Medicare Payment Advisory Commission (MedPAC)

MedPAC has submitted a comment letter in response to CMS’s proposed FY 2027 rule on the Medicare inpatient prospective payment system.  In the letter, MedPAC supports CMS’s proposal to:

  • implement the Comprehensive Care for Joint Replacement Expanded model
  • repeal the alternative pathways for the inpatient prospective payment system’s new technology add-on payments and for the outpatient prospective payment system’s pass-through payment

See the MedPAC letter to CMS here.

Stakeholder Events

CMS – HIPAA Administrative Transactions Listening Session – July 1

CMS’s National Standards Group is conducting a listening session to solicit perspectives from the Designated Standards Maintenance Organizations and Workgroup for Electronic Data Interchange.  During this three-hour session, to be held on Wednesday, July 1 at 1:00 (eastern), CMS will share information and provide feedback on a series of questions disseminated in advance regarding Version 8060 HIPAA Administrative Transactions.  Go here to register to participate.

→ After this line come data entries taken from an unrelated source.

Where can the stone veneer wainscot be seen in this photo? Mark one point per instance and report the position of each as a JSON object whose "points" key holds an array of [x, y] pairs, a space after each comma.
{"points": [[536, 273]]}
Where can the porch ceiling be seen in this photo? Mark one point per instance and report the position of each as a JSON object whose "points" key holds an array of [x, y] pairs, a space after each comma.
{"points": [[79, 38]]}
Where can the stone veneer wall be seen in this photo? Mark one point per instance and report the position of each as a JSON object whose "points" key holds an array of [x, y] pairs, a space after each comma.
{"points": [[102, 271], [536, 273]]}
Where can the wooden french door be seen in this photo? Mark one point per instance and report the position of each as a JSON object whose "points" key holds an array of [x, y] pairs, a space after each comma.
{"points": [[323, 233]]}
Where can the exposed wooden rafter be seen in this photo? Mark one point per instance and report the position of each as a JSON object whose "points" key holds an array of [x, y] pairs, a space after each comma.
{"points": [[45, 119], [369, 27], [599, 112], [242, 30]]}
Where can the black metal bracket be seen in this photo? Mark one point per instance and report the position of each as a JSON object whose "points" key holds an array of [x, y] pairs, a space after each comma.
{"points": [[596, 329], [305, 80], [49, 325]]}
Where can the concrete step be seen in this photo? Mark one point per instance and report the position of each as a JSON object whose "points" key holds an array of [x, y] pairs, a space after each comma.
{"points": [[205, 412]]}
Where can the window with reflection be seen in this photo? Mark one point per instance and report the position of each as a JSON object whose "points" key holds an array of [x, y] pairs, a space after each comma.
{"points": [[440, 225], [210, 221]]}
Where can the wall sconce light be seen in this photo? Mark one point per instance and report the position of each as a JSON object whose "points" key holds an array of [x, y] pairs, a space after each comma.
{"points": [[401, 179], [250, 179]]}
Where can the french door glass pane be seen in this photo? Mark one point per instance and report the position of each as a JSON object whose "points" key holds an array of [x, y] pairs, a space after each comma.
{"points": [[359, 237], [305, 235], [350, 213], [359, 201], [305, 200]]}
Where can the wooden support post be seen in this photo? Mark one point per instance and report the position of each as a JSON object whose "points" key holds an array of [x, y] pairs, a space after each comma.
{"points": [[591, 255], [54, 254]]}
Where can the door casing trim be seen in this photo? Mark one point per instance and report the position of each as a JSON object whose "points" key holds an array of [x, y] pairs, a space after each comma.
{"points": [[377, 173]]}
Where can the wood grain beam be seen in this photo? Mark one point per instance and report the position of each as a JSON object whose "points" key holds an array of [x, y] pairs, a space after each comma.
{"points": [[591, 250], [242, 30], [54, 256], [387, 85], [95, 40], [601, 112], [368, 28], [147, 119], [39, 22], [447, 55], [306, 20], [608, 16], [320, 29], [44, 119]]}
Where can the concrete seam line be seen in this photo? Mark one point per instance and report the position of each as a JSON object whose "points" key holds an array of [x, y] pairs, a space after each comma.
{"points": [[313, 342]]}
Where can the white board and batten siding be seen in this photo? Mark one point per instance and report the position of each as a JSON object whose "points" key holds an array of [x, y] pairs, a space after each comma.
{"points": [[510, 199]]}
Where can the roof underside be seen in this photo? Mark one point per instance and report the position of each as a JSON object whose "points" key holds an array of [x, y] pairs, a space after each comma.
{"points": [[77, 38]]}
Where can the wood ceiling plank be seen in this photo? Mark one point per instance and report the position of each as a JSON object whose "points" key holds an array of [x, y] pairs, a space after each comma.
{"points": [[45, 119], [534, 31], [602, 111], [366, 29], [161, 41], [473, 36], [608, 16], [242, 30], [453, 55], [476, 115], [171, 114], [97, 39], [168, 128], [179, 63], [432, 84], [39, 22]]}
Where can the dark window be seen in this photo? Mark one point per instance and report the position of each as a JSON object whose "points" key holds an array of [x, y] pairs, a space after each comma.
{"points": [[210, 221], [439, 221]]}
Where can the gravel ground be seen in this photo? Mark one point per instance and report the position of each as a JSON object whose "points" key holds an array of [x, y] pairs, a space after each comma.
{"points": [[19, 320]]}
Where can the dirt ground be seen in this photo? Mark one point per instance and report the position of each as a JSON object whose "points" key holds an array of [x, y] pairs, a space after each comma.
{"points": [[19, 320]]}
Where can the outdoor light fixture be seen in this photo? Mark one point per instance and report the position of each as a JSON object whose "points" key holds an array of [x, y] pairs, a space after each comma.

MedPAC – Commissioners Meeting – September 3-4

MedPAC’s commissioners will hold their next public meeting virtually on Thursday, September 3 and Friday, September 4.  An agenda for the meeting and information about how to participate has not yet been posted; when they are, they will be found here.

MACPAC – Commissioners Meeting – September 24-25

MACPAC’s commissioners will hold their next public meeting on Thursday, September 24 and Friday, September 25.  An agenda for the meeting and information about how to participate has not yet been posted; when they are, they will be found here.